La barella racconta la storia di solitudine, guarigione e salvezza
Martedì della IV settimana di Quaresima
Nella visione di Ezechiele, riportata nella prima lettura, dal lato destro del tempio esce l’acqua che forma un torrente la cui portata cresce sempre di più man mano che scorre. Non si tratta di acqua stagnante ma in movimento, è acqua viva. Dovunque giunge quest’acqua porta la vita. L’acqua viva e risanante è Gesù, che raggiunge chi sta ai margini della comunità o sulle sponde della vita ad aspettare il tempo opportuno della guarigione.
Anche la piscina delle pecore, fuori dell’area sacra del Tempio, era un luogo di sofferenza e di emarginazione. Gesù si fa prossimo ai molti infermi che stazionano sotto portici. Quello che dice a uno lo dice a tutti, anche a noi che in questi giorni siamo relegati in casa e non possiamo muoverci liberamente come eravamo abituati a fare e che comprendiamo quello che vivono anziani e malati che non hanno la possibilità di uscire. Nella solitudine scopriamo il bisogno della relazione e ci rendiamo conto anche di quante volte vi abbiamo rinunciato, soprattutto a quella di aiuto, per la pretesa dell’autonomia e dell’autosufficienza.

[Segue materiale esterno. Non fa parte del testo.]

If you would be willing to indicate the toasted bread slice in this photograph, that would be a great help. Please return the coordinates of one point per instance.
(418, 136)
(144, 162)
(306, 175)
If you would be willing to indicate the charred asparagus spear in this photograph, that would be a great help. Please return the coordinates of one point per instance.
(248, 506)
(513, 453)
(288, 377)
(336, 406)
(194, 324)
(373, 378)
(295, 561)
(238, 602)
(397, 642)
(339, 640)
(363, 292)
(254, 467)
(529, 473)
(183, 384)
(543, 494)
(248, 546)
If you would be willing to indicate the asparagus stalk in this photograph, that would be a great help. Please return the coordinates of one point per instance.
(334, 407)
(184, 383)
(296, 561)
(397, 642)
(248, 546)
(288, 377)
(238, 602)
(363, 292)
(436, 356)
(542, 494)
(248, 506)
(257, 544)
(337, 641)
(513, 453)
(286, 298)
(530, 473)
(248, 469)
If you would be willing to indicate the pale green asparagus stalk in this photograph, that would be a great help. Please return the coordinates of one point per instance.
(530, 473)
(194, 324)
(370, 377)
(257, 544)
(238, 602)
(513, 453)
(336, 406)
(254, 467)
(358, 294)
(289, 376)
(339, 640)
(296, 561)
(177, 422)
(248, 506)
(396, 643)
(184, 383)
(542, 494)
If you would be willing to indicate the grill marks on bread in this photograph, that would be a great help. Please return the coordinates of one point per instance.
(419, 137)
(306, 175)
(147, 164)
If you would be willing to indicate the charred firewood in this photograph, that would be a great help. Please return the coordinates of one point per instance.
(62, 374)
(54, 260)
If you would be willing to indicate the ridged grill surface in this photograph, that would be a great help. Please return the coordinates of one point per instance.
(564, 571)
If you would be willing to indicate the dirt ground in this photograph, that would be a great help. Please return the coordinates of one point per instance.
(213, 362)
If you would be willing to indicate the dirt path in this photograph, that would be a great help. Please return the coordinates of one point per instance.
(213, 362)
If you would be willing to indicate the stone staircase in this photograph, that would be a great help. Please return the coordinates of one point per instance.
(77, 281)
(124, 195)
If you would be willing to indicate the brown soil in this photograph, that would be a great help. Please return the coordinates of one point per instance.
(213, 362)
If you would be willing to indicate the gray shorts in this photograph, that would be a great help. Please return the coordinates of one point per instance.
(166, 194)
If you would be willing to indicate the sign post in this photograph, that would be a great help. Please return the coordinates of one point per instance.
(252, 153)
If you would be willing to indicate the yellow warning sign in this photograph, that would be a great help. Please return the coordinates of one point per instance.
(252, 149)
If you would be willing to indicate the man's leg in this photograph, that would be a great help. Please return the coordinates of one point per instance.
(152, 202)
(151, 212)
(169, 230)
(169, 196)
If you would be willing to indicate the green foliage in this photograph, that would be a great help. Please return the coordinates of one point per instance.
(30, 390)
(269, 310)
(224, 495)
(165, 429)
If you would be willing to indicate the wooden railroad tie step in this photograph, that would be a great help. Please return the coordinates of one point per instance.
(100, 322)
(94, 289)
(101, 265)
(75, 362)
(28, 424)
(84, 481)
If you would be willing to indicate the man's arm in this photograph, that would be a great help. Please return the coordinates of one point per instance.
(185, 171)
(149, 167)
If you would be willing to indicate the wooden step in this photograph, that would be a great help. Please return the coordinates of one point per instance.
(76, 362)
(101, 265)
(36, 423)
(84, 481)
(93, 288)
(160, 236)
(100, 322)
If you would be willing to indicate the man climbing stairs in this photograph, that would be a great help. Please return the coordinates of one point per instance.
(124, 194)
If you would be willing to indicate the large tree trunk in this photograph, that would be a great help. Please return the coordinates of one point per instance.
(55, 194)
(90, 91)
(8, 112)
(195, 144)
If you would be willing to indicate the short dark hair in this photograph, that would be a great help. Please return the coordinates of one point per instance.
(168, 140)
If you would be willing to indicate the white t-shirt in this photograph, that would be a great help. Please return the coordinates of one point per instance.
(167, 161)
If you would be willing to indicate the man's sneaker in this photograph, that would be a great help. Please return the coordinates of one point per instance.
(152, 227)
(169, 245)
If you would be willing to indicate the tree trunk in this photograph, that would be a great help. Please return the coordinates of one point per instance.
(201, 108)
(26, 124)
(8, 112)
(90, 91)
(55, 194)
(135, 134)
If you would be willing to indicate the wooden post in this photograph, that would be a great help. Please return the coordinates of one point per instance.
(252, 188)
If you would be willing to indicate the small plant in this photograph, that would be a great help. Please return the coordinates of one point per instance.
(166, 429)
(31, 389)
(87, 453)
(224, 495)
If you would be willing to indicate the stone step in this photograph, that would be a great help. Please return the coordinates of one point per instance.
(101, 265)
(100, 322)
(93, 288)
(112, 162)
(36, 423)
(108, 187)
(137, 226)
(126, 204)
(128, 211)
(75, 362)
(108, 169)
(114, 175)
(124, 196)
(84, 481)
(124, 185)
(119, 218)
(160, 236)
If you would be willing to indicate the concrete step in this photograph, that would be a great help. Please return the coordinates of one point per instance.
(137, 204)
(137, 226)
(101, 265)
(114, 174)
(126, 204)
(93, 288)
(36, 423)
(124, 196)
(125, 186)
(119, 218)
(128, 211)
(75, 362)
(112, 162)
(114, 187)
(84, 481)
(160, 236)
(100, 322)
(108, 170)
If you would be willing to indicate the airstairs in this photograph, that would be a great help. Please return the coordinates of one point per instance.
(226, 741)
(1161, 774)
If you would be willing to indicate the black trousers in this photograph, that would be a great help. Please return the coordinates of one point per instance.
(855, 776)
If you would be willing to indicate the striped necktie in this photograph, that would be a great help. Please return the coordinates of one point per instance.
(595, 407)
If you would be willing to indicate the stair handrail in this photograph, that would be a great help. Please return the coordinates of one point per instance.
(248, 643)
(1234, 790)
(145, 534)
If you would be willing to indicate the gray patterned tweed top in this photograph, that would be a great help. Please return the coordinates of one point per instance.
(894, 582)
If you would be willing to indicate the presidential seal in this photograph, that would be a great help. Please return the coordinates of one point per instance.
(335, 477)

La domanda di Gesù: «vuoi guarire?» non è inutile perché quell’uomo, che giace ai bordi dell’invaso d’acqua, forse ha sepolto sotto una coltre di esperienze deludenti la speranza di essere guarito. Le delusioni possono spegnere i desideri e indurci al fatalismo e alla rassegnazione. La parola di Gesù rimotiva la nostra vita, fa balenare nuovamente un significato per cui continuare a vivere. La speranza, intesa come desiderio di vita, è l’unica forza interiore che sostiene l’autodeterminazione.
Il comando: «alzati, prendi la tua barella e cammina» è una parola che ordina di vivere e agisce nell’intimo della persona che, liberata dai vincoli che gli impedivano di muoversi, ha la capacità di mettere in pratica il comando.
Non sappiamo quale patologia abbia reso inferma quella persona, come spesso non abbiamo contezza di quale sia la causa dei nostri blocchi, ma sappiamo che qualsiasi malattia sia, è sanata attraverso la parola di Gesù. La relazione con Dio guarisce. La guarigione avviene nel mistero che ci abita, nella interiorità che appartiene a ciascuno. Lì dove si annida il male, spesso anonimo e oscuro, agisce Dio in modo tanto silenzioso quanto profondo. Lì dove il peso del peccato come un macigno schiaccia e chiude, la forza della Grazia di Dio rialza e spalanca il cuore alla vita.
Dietro la guarigione del corpo, che rende autonomo il malato, c’è la salvezza operata da Gesù che rende libero colui che ascolta la sua parola e la mette in pratica. La parola di Gesù è superiore alla legge perché essa dona il perdono che guarisce il cuore.
La persona guarita da un male la prima cosa che fa è lasciare e mettere da parte tutto ciò che le serviva durante la malattia. La barella, che per trentotto anni era stato l’unico strumento che gli permetteva di continuare ad andare alla piscina delle pecore nella speranza di essere guarito, ora viene portata come un segno per ricordare che la speranza non è legata alla fortuna ma ha il nome di una persona e che la vita non è una gara a chi arriva primo ma è un dono che non va sciupato col peccato che fa ricadere nella dipendenza.
Quando passerà la prova e potremo nuovamente andare dove desideriamo e fare liberamente quello che vogliamo, non archiviamo il passato come fosse qualcosa da dimenticare, ma ricordiamo che Dio sempre ci ama e ci solleva come su ali d’aquila, non però per ritornare a competere tra poveri e insuperbirci, ma per renderci più umili e amabili.
Auguro a tutti una serena giornata e vi benedico di cuore!